Patient to sue BHB for negligence
A 60-year-old man is suing the Bermuda Hospitals Board for medical negligence after claiming that emergency room staff repeatedly failed to spot a life-threatening illness.
Raymond Santucci said staff at a private clinic, Bermuda Healthcare Services, as well as a British hospital were “astounded” that his heart disease and ligament damage had been diagnosed four times as pneumonia.
Mr Santucci said the “ordeal” had put his wife and family through “suffering, grief and expense, because I placed my faith in those who I thought were professional but who were, in fact, negligent”.
A BHB spokeswoman said on Friday: “It is always regrettable when patients are not satisfied with our findings related to their concerns.
“As these are personal medical details, we are unable to speak to them publicly.”
Mr Santucci said Mahesh Reddy, the medical director at Bermuda Healthcare Services, would not allow him to drive home after discovering his arm and shoulder injuries last spring.
Doctors at The Priory Hospital in Birmingham, England, “could not believe I had flown there without having a massive heart attack or stroke” when they saw the extent of his blocked arteries.
The former security guard had gone to King Edward VII Memorial Hospital in November and December 2018, and January and February 2019, complaining of pain in his chest and right shoulder.

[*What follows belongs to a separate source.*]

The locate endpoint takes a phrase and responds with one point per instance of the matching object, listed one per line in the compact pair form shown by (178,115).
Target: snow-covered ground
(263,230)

Mr Santucci, from Warwick, said: “If it was a one-off thing, I’d understand — but going several times and not getting this addressed is dangerous.”
After the four hospital visits, which included an X-ray and a CT scan, his doctor sent him to Bermuda Healthcare Services in Paget.
There, he said an MRI found “a damaged right shoulder cuff, two torn ligaments in my right arm, and a damaged muscle in my right arm”.
“They sat me down and said I had a major problem, that I had been misdiagnosed and they couldn’t allow me to drive from there,” he said.
Mr Santucci flew to the hospital in England in April 2018 for surgery and ended up staying there for almost four months.
He said: “The doctors couldn’t believe I had flown there.
“I had a main artery blocked 90 per cent, another blocked 70 per cent and a third blocked 35 per cent.”
After surgery on his right arm, Mr Santucci got two stents implanted to bypass his blocked blood vessels.
A former smoker, Mr Santucci had to drastically change his diet and lifestyle.
His home clinic, Hope Healthcare in Pembroke, certified in December that his chronic obstructive pulmonary disease and coronary heart disease would “likely” have killed him within five years if untreated.
Last week, Mr Santucci said: “If it wasn’t for these people, I wouldn’t be here. I thank God for taking me over to England and bringing me back months later, safe.”
He went back to hospital in England on Thursday for a review and has taken on lawyer Bruce Swan to start a law suit against BHB for medical negligence.
Mr Swan confirmed the suit on Friday.
Mr Santucci said his lengthy spell in the hospital overseas caused him “anxiety and grief” over the separation from his wife and family.
The treatment hit his finances and he has been unable to work for at least six months.
Mr Santucci thanked staff at his job, Security Associates, for pushing him to seek treatment — as well as Colonial Insurance and Bermuda Healthcare Services.
“Something has got to be done,” he said. “It’s not the hospital; it’s the employees of the hospital.”